To protect your roots, use a tray that does not permit any light to shine through. Plastic is usually a better choice than wood or metal due to its lighter weight and durability. Check your tray thoroughly before use to ensure that the water will drain completely back into the reservoir. Pools of standing water can lead to root rot, pest problems, and/or mold.

Plant Pots

Any non-metallic plant pot with drainage holes will work with an ebb and flow system.

Growing Medium

Almost any growing medium can be used with this type of hydroponic system. Clay pebbles (sometimes called grow rocks) can be very effective, even when not mixed with another medium. Due to the frequent flooding cycles, you don't want your growing medium to retain a lot of water.


You will need something to suspend the tray above your reservoir. Whether you choose to use a table, milk crate, or a custom-made solution depends on the size and configuration of your indoor garden. All you need is something sturdy that will hold the full weight of your plants and water. Don't underestimate the weight of water when planning your hydroponic garden design. Also, remember to plan ahead for the full size of your plants. It will be nearly impossible to switch to stronger supports once the tray is full of growing plants.


Any large plastic container will work as a reservoir (Rubbermaid tubs and trash cans work very well). Metal is not a good choice because it will rust over time.


Your garden will need two drains: one to drain the water back down to the reservoir and the other to serve as the overflow drain. The fill pipe usually also serves as the drain pipe, allowing the water to go back down the same route it came up. The overflow pipe should be placed at the desired maximum water level for your garden system. Make sure the overflow pipe can handle the amount of water your pump will put out or you will flood your grow space. Your goal should be to pump through about 125% - 135% of the amount of water your tray can hold. This will ensure a complete flow of nutrients through the growing medium and avoid salt and mineral buildup.

Water Pump

The size of your pump will depend on the size of your hydroponic system's needs. Pumping more water or increasing the distance it must travel will require a stronger pump. An aquarium pump will suffice for most small-scale setups.


The cost of your timer also depends on your indoor garden's specific needs. Most hobbyists running a single time schedule will be fine with a cheap timer from a Home Depot or Lowe's type store. Large-scale ebb and flow systems may require more than one timer or a more sophisticated timer that allows you to control more than one section at a time.

Flexible Plastic Tubing

Any flexible tubing will work, just make sure it is not transparent to avoid possible algae buildup.

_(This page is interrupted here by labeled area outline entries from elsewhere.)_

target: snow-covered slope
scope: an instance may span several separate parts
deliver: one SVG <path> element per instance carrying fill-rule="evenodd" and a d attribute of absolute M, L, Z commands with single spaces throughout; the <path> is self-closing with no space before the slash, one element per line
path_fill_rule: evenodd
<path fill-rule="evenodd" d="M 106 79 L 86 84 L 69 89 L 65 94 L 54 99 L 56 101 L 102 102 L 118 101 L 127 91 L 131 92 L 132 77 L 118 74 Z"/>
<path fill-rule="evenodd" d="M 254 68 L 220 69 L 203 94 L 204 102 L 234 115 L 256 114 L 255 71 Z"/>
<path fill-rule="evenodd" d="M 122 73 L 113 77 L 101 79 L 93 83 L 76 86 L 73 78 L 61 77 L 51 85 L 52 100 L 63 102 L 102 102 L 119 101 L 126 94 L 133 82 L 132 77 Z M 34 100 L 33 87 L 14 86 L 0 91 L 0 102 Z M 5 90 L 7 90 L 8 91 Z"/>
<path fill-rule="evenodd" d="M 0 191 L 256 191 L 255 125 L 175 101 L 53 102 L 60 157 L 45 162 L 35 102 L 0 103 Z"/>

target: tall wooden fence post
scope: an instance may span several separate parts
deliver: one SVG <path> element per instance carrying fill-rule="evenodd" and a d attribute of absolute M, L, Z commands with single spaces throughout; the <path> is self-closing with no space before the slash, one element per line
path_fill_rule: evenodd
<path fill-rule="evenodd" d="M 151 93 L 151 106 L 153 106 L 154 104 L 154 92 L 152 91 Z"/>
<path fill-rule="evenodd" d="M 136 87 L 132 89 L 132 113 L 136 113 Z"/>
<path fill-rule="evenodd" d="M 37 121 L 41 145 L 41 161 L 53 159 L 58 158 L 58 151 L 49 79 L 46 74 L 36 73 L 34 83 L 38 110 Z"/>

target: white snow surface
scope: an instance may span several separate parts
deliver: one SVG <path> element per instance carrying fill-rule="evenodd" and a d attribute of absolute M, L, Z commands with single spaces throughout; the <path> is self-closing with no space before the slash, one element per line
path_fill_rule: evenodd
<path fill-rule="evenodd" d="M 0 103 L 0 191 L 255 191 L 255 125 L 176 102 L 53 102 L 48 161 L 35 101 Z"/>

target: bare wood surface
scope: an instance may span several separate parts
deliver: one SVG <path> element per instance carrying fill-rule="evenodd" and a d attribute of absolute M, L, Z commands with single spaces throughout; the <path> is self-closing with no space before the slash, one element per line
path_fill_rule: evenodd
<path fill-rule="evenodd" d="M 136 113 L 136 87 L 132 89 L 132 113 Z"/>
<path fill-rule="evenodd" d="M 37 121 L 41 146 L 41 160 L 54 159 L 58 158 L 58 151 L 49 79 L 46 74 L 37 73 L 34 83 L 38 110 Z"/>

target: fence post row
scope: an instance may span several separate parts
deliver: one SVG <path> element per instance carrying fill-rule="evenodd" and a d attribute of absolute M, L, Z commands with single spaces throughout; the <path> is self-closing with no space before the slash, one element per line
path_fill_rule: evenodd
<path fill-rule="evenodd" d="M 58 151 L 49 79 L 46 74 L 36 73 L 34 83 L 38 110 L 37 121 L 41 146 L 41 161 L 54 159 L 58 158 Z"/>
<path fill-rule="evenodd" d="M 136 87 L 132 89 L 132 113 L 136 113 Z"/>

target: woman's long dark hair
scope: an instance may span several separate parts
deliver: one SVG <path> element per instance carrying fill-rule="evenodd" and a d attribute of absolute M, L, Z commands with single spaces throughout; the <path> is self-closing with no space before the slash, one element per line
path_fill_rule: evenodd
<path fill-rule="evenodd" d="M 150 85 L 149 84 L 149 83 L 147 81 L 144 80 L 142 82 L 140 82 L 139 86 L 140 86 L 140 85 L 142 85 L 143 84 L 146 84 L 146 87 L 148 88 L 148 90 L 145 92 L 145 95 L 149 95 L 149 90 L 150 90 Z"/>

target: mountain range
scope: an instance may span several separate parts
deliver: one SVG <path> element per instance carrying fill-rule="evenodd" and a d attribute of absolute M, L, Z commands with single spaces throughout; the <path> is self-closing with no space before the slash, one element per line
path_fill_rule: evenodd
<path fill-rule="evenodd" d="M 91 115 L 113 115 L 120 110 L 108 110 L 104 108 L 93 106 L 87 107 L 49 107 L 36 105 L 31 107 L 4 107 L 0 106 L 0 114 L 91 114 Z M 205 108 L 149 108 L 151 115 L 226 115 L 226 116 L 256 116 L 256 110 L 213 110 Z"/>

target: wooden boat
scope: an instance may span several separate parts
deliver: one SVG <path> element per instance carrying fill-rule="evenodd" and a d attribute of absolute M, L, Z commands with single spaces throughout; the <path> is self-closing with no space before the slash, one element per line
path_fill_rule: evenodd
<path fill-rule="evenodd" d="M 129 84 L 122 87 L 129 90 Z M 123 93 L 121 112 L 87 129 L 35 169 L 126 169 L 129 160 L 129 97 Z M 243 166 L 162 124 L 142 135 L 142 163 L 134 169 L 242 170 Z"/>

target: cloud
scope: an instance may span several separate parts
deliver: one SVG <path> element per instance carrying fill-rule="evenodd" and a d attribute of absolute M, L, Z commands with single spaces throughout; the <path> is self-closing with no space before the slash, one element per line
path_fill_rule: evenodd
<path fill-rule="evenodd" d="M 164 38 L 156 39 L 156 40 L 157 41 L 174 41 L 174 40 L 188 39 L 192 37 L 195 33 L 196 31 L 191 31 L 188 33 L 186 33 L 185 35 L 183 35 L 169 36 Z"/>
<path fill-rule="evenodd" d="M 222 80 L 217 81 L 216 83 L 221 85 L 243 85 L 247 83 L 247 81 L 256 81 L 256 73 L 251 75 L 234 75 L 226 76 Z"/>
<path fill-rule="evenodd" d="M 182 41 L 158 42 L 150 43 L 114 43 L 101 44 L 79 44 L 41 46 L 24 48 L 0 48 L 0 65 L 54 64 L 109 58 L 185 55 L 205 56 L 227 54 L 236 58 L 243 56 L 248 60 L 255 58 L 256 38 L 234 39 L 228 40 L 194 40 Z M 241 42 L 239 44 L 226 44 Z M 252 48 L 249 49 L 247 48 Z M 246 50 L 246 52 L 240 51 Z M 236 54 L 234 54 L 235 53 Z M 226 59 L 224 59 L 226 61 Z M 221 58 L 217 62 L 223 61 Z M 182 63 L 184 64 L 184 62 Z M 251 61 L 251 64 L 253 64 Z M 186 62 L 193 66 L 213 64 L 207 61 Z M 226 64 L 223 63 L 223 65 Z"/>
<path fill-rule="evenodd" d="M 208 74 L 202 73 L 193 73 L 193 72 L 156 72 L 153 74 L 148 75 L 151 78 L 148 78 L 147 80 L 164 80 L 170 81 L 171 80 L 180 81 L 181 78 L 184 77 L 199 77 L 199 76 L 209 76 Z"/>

Care of an Ebb and Flow Hydroponic System

Once you have your system and timer set up, your indoor garden should essentially maintain itself. Keep an eye out for any problems, especially flooding, pooling water, or algae. Unless you have a battery backup, you may have to reset your timer in the event of a power outage. Check the nutrient concentration and pH level of your nutrient solution regularly. Use a lower strength concentration of nutrients when adding to the water already in the reservoir.